817 В 1832—1835 Павел Васильевич Максимов, директор-производитель ремонтных работ на Моск. водопроводе, и подчиненный ему производитель работ Андрей Иванович Дельвиг с успехом внедрили изобретенный Дельвигом способ устройства ключевых бассейнов и отысканных новых ключей. В 1850—1852 П. В. Масимовым для нужд Замоскворечья был устроен водопровод, бравший воду из Москвы-реки. Одна водокачка была поставлена у Бабьегородской плотины, а вторая — у Краснохолмского моста. Вода из них подавалась в водоразборные колодцы и фонтаны — далеко не лучшего качества: весной песок, глинистые частицы и мусор засоряли насосы, а зимой трубы промерзали. Этот водопровод был заброшен уже в 1863.
818 Компания ‘Джеймс Уатт и Ко‘ (James Watt and Co), ранее Soho Foundry. Образовалась после смерти Джеймса Уатта младшего (1769—1848), в 1849.

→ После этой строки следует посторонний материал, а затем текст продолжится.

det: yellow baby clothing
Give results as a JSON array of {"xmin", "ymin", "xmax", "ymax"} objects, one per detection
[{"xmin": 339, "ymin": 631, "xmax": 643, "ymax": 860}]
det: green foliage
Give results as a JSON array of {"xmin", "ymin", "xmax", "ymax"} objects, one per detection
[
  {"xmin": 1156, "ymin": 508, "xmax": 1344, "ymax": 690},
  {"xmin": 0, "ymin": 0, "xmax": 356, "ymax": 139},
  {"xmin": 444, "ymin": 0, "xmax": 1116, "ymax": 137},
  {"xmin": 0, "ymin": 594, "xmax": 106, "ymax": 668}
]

819 См. примеч. 522 наст. тома.
820 Имп. воспитательный дом в Москве основан в 1764 согласно указу императрицы Екатерины II, которая поддержала инициативу выдающегося государственного деятеля И. И. Бецкого и подписала ‘Манифест об учреждении Имп. Моск. воспитательного дома с госпиталем для бедных родильниц’. Императрица пожертвовала единовременно 100 000 рублей и ежегодно 50 000 рублей на его содержание ‘из комнатных своих сумм’, а цесаревич Павел Петрович обязался ежегодно жертвовать по 20 000 рублей. Пожервования на содержание воспитанников были и от других лиц, в частности от принцессы А. И. Гессен-Гомбургской и графа Шереметева. См.: Альбицкий В. Ю., Баранов А. А., Шер С. А. Императорский Московский воспитательный дом: (1763—1813 — первые 50 лет в истории Научного цент ра здоровья детей РАМН). М.: Союз педиатров России, 2009.

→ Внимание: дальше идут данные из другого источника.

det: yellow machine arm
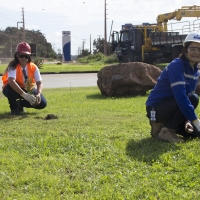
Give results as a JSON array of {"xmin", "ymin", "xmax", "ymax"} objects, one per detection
[{"xmin": 157, "ymin": 5, "xmax": 200, "ymax": 31}]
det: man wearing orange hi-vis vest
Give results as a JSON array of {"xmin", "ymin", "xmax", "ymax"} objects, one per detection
[{"xmin": 2, "ymin": 42, "xmax": 47, "ymax": 115}]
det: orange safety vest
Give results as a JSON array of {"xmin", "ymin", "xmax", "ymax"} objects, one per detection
[{"xmin": 2, "ymin": 62, "xmax": 37, "ymax": 89}]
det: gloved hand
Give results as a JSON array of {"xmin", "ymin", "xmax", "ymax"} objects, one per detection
[
  {"xmin": 192, "ymin": 119, "xmax": 200, "ymax": 132},
  {"xmin": 185, "ymin": 120, "xmax": 193, "ymax": 133},
  {"xmin": 21, "ymin": 92, "xmax": 36, "ymax": 105}
]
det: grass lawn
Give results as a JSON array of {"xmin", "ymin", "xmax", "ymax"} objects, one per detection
[{"xmin": 0, "ymin": 87, "xmax": 200, "ymax": 200}]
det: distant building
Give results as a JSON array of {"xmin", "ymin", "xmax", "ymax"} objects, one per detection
[{"xmin": 62, "ymin": 31, "xmax": 71, "ymax": 62}]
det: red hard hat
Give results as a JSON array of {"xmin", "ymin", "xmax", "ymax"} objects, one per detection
[{"xmin": 16, "ymin": 42, "xmax": 31, "ymax": 54}]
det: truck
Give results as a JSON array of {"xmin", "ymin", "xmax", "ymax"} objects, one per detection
[{"xmin": 111, "ymin": 5, "xmax": 200, "ymax": 64}]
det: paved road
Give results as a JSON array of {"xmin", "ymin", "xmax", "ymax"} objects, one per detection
[{"xmin": 0, "ymin": 73, "xmax": 97, "ymax": 88}]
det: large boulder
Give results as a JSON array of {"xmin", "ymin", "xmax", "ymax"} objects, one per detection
[{"xmin": 97, "ymin": 62, "xmax": 161, "ymax": 96}]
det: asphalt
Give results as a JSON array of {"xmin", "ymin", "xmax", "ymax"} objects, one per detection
[{"xmin": 0, "ymin": 72, "xmax": 97, "ymax": 88}]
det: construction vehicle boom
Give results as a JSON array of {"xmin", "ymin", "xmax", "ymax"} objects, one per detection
[{"xmin": 111, "ymin": 6, "xmax": 200, "ymax": 63}]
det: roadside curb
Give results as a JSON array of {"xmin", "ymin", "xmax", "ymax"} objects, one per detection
[{"xmin": 0, "ymin": 71, "xmax": 99, "ymax": 76}]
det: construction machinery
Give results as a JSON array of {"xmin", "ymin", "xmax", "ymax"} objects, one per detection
[{"xmin": 111, "ymin": 5, "xmax": 200, "ymax": 63}]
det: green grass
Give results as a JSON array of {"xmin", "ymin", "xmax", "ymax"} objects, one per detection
[
  {"xmin": 0, "ymin": 87, "xmax": 200, "ymax": 200},
  {"xmin": 0, "ymin": 63, "xmax": 107, "ymax": 74}
]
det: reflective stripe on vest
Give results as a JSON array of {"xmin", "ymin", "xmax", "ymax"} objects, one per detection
[{"xmin": 2, "ymin": 62, "xmax": 37, "ymax": 89}]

821 Серебряков Лазарь Маркович (Арцатагорцян Казар Маркосович) (1792—1862) — участник многих морских сражений и сухопутных боев, взятия городов и почти всех пунктов Черноморского побережья Кавказа, кавалер более полутора десятков русских и иностранных орденов и медалей. См. также примеч. 728 наст. тома.
822 Мещерский Петр Иванович, кн. (1802—1876) — гвардии подполковник в отставке, знакомый А. С. Пушкина во второй половине 1820-х — 30-е гг., погребен рядом с первой женой и их младенцем в некрополе Свято-Троицкой Александро-Невской лавры. Жена: (1) Екатерина Сергеевна Румянцева (Кагульская) (1806—1826), (2) Екатерина Николаевна Карамзина (Мещерская) (1806—1867) (дочь Н. М. Карамзина).
823 Гостиница ‘Демут’ (Мойка, 40) построена в 1876—1877 по проекту архитектора К. К. Андерсона, а фасад здания выполнен в 1894—1895 под руководством архитектора А. Ф. Красовского.
824 Поскольку автор уделяет много внимания делу о ‘фальшивом завещании’ своего тестя, составитель решил поместить дополнительное к авторским приложение с текстом данного завещания (см. Приложение 5 первого тома).